Understanding the LMAX Disruptor

Credits: pixabay

LMAX Disruptor is an open-source Java library written by LMAX Exchange, a financial trading platform company. It is an elegant and, especially, performant solution for inter-thread messaging.

In this post, we will describe first the problems related to sharing memory across threads and the traditional queuing systems. Then, we will try to understand what is so special about the LMAX Disruptor and how to use it.

  • The LMAX Disruptor solution is faster than Java ArrayBlockingQueue and LinkedBlockingQueue.
  • A mechanical sympathy (good understanding of the underlying hardware) should make you a better developer.
  • Sharing memory between threads is prone to problems, you need to do it carefully.
  • CPU caches are faster than main memory but a bad understanding of how they work (cache lines etc.) can ruin your performance.

The Illusion of Shared Memory

Let’s start with a simple use case. We need to increment a counter from 0 to MAX using a loop:

Because MAX can be big and that we can run this program on a multi-core processor, for performance concerns, we might want to split this job into two separated threads. Something like this:

There are two main problems with this implementation though.

First, let’s run it multiple times with MAX equals to 1 million. Obviously, we expect to print counter=1000000, isn’t it?

counter=522388
counter=733903
counter=532331

The execution is not deterministic due to a race condition on the sharedCounter variable.

A race condition arises when a result depends on the sequence or timing of processes/threads. In this case, because sharedCounter is modified simultaneously by the two threads without any protection.


Secondly, regarding performance. If MAX is set to a value big enough to make the management of the two threads negligible, the execution is still more than 3 times slower. What is the reason?

As both threads will be CPU-intensive, the OS will most likely schedule them on two different CPU cores. Moreover, we might believe that both threads running on two different cores can share memory freely. Yet, we have forgotten the concept of CPU caches:

Memory layers

Instead of having to query the DRAM every single time to access a memory address, a CPU will cache data in its internal caches: a local L1 and L2 caches and a remote and shared L3 cache.

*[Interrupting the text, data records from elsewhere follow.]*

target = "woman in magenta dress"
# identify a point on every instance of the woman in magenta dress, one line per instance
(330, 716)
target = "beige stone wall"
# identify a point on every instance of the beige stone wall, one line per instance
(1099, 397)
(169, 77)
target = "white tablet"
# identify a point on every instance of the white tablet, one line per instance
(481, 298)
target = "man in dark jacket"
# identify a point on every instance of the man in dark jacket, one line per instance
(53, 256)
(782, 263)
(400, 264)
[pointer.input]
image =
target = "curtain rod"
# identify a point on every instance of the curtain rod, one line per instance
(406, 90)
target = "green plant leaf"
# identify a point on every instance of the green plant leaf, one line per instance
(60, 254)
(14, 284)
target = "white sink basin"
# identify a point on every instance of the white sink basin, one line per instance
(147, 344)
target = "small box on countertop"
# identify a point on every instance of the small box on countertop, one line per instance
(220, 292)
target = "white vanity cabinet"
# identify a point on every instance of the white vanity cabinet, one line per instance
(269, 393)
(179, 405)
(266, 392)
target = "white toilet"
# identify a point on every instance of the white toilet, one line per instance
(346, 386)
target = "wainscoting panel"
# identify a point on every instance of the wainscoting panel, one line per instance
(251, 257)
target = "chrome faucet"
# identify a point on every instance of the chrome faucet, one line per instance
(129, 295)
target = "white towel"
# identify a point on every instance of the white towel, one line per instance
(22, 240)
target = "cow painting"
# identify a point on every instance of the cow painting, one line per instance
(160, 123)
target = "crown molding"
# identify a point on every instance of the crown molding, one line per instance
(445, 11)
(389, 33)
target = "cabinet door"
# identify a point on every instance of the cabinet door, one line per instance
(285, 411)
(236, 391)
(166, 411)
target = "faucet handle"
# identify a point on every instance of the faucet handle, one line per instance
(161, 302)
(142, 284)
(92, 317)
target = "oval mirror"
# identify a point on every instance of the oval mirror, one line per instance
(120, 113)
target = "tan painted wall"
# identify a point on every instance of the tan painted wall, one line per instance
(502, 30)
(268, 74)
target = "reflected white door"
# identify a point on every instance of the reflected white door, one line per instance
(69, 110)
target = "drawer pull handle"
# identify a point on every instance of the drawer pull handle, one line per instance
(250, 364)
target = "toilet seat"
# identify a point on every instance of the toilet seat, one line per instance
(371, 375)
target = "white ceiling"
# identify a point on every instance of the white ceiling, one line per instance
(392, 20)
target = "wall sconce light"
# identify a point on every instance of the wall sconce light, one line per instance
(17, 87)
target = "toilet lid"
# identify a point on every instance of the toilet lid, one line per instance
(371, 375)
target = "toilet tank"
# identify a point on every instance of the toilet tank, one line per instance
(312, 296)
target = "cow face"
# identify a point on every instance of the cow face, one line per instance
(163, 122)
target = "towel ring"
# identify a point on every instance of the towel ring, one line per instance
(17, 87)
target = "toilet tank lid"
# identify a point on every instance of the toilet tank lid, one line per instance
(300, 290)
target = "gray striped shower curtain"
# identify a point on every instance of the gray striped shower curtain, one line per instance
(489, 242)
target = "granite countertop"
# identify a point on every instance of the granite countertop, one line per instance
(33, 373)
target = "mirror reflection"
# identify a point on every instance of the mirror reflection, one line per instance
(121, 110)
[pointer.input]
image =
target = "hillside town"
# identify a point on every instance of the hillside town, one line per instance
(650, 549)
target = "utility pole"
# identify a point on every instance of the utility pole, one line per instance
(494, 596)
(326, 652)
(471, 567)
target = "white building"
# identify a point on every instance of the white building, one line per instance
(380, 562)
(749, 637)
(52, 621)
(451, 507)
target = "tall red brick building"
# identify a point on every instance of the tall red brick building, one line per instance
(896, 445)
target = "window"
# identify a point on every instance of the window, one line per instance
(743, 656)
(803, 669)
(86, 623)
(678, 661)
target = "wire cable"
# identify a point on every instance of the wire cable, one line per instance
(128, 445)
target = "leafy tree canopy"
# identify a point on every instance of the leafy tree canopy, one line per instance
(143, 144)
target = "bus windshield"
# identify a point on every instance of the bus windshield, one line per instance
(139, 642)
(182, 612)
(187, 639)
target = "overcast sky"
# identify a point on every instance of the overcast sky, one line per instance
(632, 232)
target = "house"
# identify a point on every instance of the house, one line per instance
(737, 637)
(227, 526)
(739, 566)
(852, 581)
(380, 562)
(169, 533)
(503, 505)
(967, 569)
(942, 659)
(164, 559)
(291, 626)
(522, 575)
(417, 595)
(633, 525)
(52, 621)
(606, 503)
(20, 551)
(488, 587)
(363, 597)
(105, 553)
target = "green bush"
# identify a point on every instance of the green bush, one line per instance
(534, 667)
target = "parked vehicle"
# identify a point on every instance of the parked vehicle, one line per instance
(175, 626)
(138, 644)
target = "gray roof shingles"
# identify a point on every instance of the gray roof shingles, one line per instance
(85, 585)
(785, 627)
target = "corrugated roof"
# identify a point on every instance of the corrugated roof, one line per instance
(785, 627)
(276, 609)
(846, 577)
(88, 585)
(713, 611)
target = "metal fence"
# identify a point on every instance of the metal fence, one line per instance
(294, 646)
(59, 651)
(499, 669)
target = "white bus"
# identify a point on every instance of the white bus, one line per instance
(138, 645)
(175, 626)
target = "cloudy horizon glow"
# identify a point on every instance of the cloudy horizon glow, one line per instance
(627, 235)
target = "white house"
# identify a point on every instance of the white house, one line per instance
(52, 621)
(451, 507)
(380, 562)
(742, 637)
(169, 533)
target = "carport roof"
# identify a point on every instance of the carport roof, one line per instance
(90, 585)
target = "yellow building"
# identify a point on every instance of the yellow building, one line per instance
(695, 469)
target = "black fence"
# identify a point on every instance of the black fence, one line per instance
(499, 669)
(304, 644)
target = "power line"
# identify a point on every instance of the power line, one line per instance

Let’s check at some figures for a Core i7 Xeon 5500:

|    Memory    |        Latency        |
|--------------|-----------------------|
| L1 CACHE hit | ~4 cycles, ~1.2 ns |
| L2 CACHE hit | ~10 cycles, ~3.0 ns |
| L3 CACHE hit | ~40 cycles, ~12.0 ns |
| DRAM | ~60.0 ns |

When a processor wants to access a memory address, it will first check in L1. If it was not there, it will produce a cache miss which means the processor will check then in L2. Same for L2 and L3 and the processor can end up checking in the DRAM which is about 60 times slower than L1.

In our example, because sharedCounter is updated by two CPU cores at the same time, it will bounce the variable between the two local L1 caches which will slow down drastically the execution.


Lastly, there is another concept which is important to understand about CPU caches: they are organized into cache lines.

A cache line is a power of 2 of contiguous bytes, typically 64 bytes. It is managed as an unchained hash map with every address in memory being assigned to a given cache line.

Let’s take an example with two variables x and y accessed by two threads scheduled on two different cores. The first thread modifies x and the second modifies y few ns later.

If both variables are part of the same cache line (hashing their address gives the same cache line), the second core will see its whole line marked as invalid even though the program was only interested in y and not x. As a result, the second core will fetch a more recent copy of this line somewhere else (in L2, L3 or DRAM).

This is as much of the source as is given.